Possetti

di Egle Possetti

[Il 14 agosto, nel secondo anniversario della strage del Ponte Morandi, pochi giorni dopo l’inaugurazione del ponte ricostruito, il Comitato familiari vittime Ponte Morandi, che non aveva partecipato all’inaugurazione istituzionale, ha organizzato una giornata della memoria, in una “radura” sotto il ponte, per ricordare “dal basso” le 43 vittime, in uno spazio circolare segnato da 43 alberi, ognuno diverso dall’altro. La presidente del Comitato familiari vittime, Egle Possetti, ha espresso, con parole dure e antiretoriche, il punto di vista di una collettività indignata e risoluta: un grande esempio di azione civile. Quel discorso, pronunciato subito dopo le parole del presidente del consiglio Giuseppe Conte, invitato a partecipare dal Comitato, sono state trasmesse in diretta da RaiNews24 per poi scomparire nei vari tg nazionali. Tra i giornali, solo «Il Fatto Quotidiano» del 15 agosto ne ha pubblicato integralmente il testo. Lo facciamo anche noi, con piena condivisione. La citazione con cui Egle Possetti conclude il suo intervento è dello scrittore Washington Irving.]

 

Questa giornata è il tentativo di fermare l’oblio.
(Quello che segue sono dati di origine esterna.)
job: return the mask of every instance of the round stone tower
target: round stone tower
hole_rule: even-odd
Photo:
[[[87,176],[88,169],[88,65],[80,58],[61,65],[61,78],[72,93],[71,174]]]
La radura in cui ci troviamo oggi è il primo embrione del futuro memoriale che sarà necessario affinché questa tragedia vergognosa possa restare incisa per sempre. Non ci stancheremo mai di dire queste parole: rispetto, memoria e giustizia.

In questi due anni abbiamo sentito dichiarazioni di profonda arroganza da parte di chi ha gestito e gestisce questa infrastruttura, l’arroganza di chi non ha chiesto scusa nei tempi umanamente accettabili e ha preteso di ricostruire un nuovo ponte dopo quanto avvenuto. Per fortuna, quest’ultima assurda richiesta è stata “stracciata” dalla massima Corte del nostro Stato, che ha dato un importante segnale.

Il nuovo ponte è un buon inizio ma non basta: abbiamo necessità di qualcosa in più. Vogliamo autostrade sicure e non vogliamo che siano i cittadini a ripagarle, sappiamo che ci sono stati utili ingiustamente accantonati e quindi, nel nostro piccolo, proveremo a vigilare perché la nostra disperazione possa essere trasformata in un altro piccolo pezzo di rinascita. Dovremo essere in grado di mettere all’angolo un sistema marcio, che ha permesso il crollo di un ponte in Italia nel 2018. I nostri cari dovranno avere il giusto riconoscimento, come vittime di una strage che non sarebbe mai dovuta accadere.

In questo senso auspichiamo riforme importanti: non è più accettabile che i processi possano durare decenni e le parti lese attendano una giustizia che forse non arriverà mai. La verità dovrà diventare anche la verità processuale: troppe volte assistiamo nelle aule di tribunale ad assurdi tentativi di mistificare la realtà e non possiamo più permetterlo.

In questi due anni abbiamo conosciuto persone meravigliose che lavorano con passione instancabile e senso profondo del dovere. Troppe volte, purtroppo, emerge solo la parte peggiore dell’Italia: le vere risorse agiscono in silenzio. Di queste forze siamo orgogliosi e li ringraziamo con tutto il nostro cuore. Mi permetto di citare la frase di un autore americano che descrive in modo perfetto quanto emerge dalla nostra anima: quando sento queste parole scorrere nei miei pensieri, sono convinta non sia stato un caso averle incontrate. «C’è qualcosa di sacro nelle lacrime, non sono un segno di debolezza ma di potere, sono messaggere di dolore travolgente e di amore indescrivibile».